Lyme Disease In The Limelight With Debbie Gibson Diagnosis
Lyme disease doesn't discriminate. Although singer Debbie Gibson is the latest noteworthy individual to announce her fight with the illness, lifestyle guru Martha Stewart, actor Alec Baldwin, and President George W. Bush have all been given the Lyme disease diagnosis. Some say conditions are ripe for an increase in infected ticks and Lyme Disease this spring and summer due to warming temperatures, a particularly snowy and wet winter, and a fluctuating white tailed deer and fox population.
According to the Centers for Disease Control and Prevention (CDC), an estimated 300,000 Americans are diagnosed with Lyme disease every year. Lyme disease is the most commonly reported vector-borne illness in the US. An illness that can have lifelong debilitating effects such as arthritis, fatigue, and even neurological deficits, Lyme disease is caused by the bacterium Borrelia burgdorferi and is transmitted to humans through the bite of infected blacklegged or deer ticks.
Experts at Mosquito Squad are on watch and have tips to help homeowners mosquito and tick-proof their yards and make outdoor spaces safer.
"It's important to know that there are things you can do to protect yourself and your loved ones," says Boyd Huneycutt, Mosquito Squad's resident tick expert. "In addition to performing a daily tick check, there are specific actions a homeowner can take to eliminate tick and mosquito populations in their yard, thus reducing exposure for themselves, guests and pets."
The experts at Mosquito Squad recommend the following tips to help prepare for summer.
The 6 C's to Tick-Proof Your Yard
1. Clear out. Reduce your tick exposure by clearing out areas where lawn and tree debris gathers. Ticks thrive in moist, shady areas and tend to die in sunny, dry areas. Locate compost piles away from play areas or high traffic. Separate them with wood chips or gravel. Don't position playground equipment, decks, and patios near treed areas.
2. Clean. Eliminate leaf litter and brush by cleaning it up around the house and lawn edges, mow tall grasses, and keep your lawn short.
3. Choose plants. Select plants and shrubs that are not attractive to deer and/or install physical barriers to keep deer out of your yard. Check with your local nursery to determine the best choices for your area.

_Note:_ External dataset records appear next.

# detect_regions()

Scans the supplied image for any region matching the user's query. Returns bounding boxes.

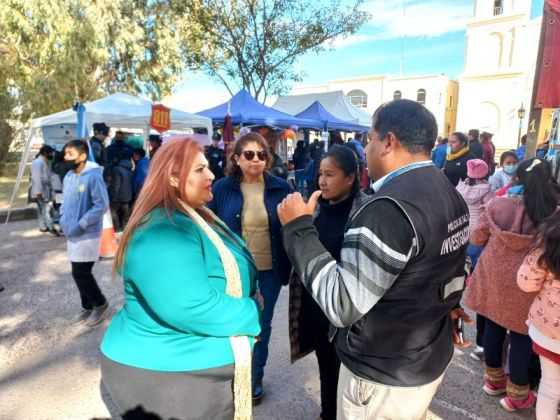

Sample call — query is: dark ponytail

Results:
[532,212,560,279]
[516,158,558,226]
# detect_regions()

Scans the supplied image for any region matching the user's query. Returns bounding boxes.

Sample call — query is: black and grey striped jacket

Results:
[283,166,468,386]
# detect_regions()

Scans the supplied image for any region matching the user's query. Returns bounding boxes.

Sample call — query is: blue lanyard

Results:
[379,162,435,189]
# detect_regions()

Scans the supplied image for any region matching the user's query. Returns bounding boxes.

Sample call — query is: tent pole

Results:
[4,124,33,224]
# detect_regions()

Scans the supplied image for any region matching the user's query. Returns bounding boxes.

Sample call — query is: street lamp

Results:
[517,102,525,147]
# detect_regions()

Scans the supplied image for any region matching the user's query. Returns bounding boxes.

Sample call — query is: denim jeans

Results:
[484,319,533,386]
[253,270,282,383]
[37,200,54,230]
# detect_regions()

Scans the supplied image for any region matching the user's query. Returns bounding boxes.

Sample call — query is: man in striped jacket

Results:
[278,100,470,419]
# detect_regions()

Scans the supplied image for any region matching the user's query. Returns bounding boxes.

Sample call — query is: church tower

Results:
[457,0,541,150]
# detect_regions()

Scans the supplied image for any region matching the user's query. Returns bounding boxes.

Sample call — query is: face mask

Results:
[504,165,517,175]
[64,160,80,171]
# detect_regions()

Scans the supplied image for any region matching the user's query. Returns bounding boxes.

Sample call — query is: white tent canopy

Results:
[31,93,212,136]
[272,90,371,127]
[6,93,212,223]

4. Check hiding places. Know tick hiding places and check them frequently. Fences, brick walls, and patio retaining walls are popular hiding places.
5. Care for family pets. Family pets can suffer from tick-borne disease and also carry infected ticks into the home. Talk to your veterinarian about using tick collars and sprays. As with all pest control products, be sure to follow directions carefully.
6. Call the pros. Professionals use both barrier sprays that can kill live ticks on the spot as well as "tick tubes." Strategically placed, "tick tubes" prompt field mice to incorporate tick-killing material in their bedding, effectively eliminating hundreds of tick nymphs found in each mouse nest.
According to Huneycutt, there is actually an additional "C" for homeowners: communicate. "Once you understand how ticks breed, share that information with others, especially those with small children or those older than age 55. If Lyme disease is contracted by either of these groups, they typically sustain the most severe health complications," Huneycutt says.
When outdoors away from home, the CDC recommends wearing long-sleeved, long-legged, light-colored clothing. Tuck pant legs into socks to refuse ticks an entry point. Check carefully for ticks after being outdoors.